TDB Bank Approves Tanzania’s $1bn Loan for Infrastructure
Regional lender, Trade and Development Bank for infrastructure and other projects has approved a $1bn syndicated loan for Tanzania.
In a news report by Reuters, the government of Tanzania has confirmed receipt of the funds and is seeking an added $500 million from the bank.
“TDB has issued a $1 billion soft loan to the country and is now finalising procedures for releasing other additional loans worth $500 million for implementation of various development projects,” the presidency said in a statement late on Monday.
It will be recalled that in 2016, Tanzania’s government had agreed on terms for a $7.6 billion loan from China’s Export-Import Bank (Exim) to build a railway line that will link it to neighbouring countries, but for no reasons given, the money never got paid by the loaners.
East Africa’s third-biggest economy wants to profit from its long coastline and upgrade rickety railways and roads to serve growing economies in the wider East and Central Africa region.
TDB’s Chief Executive Admassu Tadesse, said the bank was in discussion with the Tanzanian government for additional loans worth “hundreds of millions of dollars” to finance infrastructure projects, which includes a new railway.
“We underwrote $500 million of that $1 billion and the other $500 million was mobilised and raised through some of our partners,” said Tadesse after meeting Tanzania’s president.
“There is more on the table right now.

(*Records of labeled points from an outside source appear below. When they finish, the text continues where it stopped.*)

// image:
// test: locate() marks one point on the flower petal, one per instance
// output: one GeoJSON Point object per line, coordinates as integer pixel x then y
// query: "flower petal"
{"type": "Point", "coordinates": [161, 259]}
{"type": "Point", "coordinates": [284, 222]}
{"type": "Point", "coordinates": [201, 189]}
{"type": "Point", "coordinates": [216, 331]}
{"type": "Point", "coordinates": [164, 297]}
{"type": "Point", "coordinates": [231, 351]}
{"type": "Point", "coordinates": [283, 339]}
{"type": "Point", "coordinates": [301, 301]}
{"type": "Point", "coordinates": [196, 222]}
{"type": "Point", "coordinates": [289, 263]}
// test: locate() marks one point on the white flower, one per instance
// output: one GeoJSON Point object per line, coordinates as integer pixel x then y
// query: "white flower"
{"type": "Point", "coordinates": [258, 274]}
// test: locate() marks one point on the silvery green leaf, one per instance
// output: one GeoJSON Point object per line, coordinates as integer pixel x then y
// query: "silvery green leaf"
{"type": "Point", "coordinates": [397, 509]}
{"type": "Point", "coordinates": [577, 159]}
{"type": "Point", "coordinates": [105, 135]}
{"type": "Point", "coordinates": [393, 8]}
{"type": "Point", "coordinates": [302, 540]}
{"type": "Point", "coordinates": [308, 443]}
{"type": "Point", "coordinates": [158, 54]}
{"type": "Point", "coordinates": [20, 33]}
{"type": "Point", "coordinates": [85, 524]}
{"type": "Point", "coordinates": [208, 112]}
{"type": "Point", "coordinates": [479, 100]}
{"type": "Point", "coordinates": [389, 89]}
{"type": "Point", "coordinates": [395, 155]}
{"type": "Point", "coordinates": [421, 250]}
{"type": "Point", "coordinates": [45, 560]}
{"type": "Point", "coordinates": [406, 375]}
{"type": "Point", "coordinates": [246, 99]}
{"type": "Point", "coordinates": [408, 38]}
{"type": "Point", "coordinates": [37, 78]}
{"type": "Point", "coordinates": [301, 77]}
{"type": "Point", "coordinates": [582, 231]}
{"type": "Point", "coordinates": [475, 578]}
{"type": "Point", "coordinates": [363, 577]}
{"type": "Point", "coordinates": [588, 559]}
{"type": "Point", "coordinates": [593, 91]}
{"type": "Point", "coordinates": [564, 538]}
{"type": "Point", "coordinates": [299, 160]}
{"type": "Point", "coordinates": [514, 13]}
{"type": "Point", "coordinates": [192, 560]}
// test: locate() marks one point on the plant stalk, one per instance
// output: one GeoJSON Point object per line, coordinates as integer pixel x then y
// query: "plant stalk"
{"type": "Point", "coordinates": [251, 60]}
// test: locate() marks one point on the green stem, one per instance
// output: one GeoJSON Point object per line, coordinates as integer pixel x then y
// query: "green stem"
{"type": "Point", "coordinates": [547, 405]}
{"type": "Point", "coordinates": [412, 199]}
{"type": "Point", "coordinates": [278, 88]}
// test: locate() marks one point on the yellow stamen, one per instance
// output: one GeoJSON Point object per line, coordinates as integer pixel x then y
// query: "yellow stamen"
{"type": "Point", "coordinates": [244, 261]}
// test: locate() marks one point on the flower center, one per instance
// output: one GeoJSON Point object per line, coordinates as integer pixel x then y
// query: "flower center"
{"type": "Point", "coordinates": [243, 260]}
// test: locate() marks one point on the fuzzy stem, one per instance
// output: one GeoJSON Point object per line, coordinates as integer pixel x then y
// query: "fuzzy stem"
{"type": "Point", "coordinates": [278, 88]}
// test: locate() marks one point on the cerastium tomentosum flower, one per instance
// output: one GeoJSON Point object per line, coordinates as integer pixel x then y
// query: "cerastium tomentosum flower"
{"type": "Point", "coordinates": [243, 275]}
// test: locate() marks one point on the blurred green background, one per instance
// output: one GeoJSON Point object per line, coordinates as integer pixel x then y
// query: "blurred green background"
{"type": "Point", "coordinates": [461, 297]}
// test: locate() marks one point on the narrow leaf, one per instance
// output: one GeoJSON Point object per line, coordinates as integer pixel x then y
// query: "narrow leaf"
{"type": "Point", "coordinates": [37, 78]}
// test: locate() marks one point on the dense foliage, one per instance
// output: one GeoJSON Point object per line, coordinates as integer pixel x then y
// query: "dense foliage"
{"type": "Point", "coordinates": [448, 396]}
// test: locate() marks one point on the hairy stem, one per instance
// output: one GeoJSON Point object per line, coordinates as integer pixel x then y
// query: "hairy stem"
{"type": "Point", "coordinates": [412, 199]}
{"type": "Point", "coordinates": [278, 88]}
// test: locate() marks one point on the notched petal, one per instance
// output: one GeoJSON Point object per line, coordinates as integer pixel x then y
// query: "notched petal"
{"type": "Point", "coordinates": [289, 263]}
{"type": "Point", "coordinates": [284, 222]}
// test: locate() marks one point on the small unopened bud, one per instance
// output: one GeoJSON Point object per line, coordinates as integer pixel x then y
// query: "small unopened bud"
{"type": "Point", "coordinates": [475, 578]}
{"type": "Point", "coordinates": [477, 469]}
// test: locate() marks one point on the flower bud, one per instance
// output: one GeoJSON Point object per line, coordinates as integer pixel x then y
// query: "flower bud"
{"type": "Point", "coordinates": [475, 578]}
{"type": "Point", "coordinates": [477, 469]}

We’ll be putting in several hundred million going forward.”
In total, Tanzania wants to spend $14.2 billion over the next five years to build a 2,561 km (1,591 miles) standard gauge railway network connecting its main Indian Ocean port of Dar es Salaam to its hinterland.

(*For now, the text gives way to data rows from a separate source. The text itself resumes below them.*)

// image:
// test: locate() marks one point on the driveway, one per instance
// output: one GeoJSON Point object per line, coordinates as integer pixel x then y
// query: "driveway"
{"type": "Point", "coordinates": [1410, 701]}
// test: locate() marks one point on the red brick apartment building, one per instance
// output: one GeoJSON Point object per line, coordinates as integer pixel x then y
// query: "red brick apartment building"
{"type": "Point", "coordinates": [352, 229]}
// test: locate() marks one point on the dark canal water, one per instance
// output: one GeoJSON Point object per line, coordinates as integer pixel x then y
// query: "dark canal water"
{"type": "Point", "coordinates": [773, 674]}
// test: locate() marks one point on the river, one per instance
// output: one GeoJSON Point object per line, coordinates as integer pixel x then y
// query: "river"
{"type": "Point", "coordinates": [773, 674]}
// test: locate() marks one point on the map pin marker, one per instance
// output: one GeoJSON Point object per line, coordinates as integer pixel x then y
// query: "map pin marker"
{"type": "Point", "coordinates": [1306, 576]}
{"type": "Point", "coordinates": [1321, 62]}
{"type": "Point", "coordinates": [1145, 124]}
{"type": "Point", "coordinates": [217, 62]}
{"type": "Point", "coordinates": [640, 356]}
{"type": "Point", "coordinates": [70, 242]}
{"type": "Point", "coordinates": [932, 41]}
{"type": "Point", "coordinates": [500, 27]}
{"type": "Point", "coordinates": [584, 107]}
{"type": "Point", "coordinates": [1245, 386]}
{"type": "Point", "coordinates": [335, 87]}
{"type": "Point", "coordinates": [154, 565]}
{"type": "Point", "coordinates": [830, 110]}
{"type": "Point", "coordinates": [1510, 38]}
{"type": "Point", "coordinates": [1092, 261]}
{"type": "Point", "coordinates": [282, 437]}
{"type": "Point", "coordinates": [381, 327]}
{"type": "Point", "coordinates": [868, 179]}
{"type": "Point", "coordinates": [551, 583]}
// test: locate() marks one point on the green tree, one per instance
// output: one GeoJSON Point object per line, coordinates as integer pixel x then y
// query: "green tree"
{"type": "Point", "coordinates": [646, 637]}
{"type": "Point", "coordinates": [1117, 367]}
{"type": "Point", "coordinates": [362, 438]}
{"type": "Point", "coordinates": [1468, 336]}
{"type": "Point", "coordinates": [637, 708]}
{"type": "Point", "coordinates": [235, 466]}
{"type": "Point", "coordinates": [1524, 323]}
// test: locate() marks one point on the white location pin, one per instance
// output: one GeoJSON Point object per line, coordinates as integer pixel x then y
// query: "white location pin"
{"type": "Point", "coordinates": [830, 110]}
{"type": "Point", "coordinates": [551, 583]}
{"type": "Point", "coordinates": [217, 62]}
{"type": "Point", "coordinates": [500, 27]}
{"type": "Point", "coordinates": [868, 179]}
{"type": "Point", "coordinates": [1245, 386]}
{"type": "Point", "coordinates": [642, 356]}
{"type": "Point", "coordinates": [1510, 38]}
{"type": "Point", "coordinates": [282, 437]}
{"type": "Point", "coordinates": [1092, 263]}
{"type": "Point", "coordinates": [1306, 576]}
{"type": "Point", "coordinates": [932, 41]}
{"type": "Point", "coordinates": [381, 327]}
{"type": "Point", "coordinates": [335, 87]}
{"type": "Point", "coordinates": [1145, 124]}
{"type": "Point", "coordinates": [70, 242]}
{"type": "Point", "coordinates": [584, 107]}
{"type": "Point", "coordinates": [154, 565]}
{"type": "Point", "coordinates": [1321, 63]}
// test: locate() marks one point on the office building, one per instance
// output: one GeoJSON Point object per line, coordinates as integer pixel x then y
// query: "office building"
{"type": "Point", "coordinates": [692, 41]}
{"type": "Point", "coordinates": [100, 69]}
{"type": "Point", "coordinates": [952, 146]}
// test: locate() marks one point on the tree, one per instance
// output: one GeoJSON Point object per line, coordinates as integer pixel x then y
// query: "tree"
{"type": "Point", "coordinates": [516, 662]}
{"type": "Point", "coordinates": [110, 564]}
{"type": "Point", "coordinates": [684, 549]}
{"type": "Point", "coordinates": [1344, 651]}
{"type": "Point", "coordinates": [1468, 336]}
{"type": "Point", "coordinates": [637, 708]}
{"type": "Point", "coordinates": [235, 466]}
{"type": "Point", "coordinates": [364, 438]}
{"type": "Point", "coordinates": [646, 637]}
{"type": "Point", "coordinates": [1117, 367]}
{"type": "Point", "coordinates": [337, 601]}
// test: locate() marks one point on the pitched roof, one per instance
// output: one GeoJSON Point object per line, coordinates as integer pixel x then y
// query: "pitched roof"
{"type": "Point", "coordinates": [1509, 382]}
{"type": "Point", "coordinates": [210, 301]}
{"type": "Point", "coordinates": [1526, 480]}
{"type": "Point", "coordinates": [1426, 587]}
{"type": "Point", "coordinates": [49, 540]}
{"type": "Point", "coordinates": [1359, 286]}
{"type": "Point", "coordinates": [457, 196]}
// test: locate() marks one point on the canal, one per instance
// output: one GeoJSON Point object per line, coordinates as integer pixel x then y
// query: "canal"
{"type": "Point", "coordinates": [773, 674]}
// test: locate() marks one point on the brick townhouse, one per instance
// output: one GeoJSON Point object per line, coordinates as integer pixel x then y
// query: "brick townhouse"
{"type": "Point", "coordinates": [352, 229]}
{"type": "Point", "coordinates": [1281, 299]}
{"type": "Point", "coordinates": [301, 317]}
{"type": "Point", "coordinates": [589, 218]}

Tadesse said the high-speed electric rail network that Tanzania is building is expected to boost trade with landlocked neighbours in the region.
Established in 1985, the Eastern and Southern African Trade and Development Bank (TDB), formerly the PTA Bank, is a multilateral, treaty-based development financial institution, with assets of about US$ 5.6 billion and is owned by regional states and other shareholders.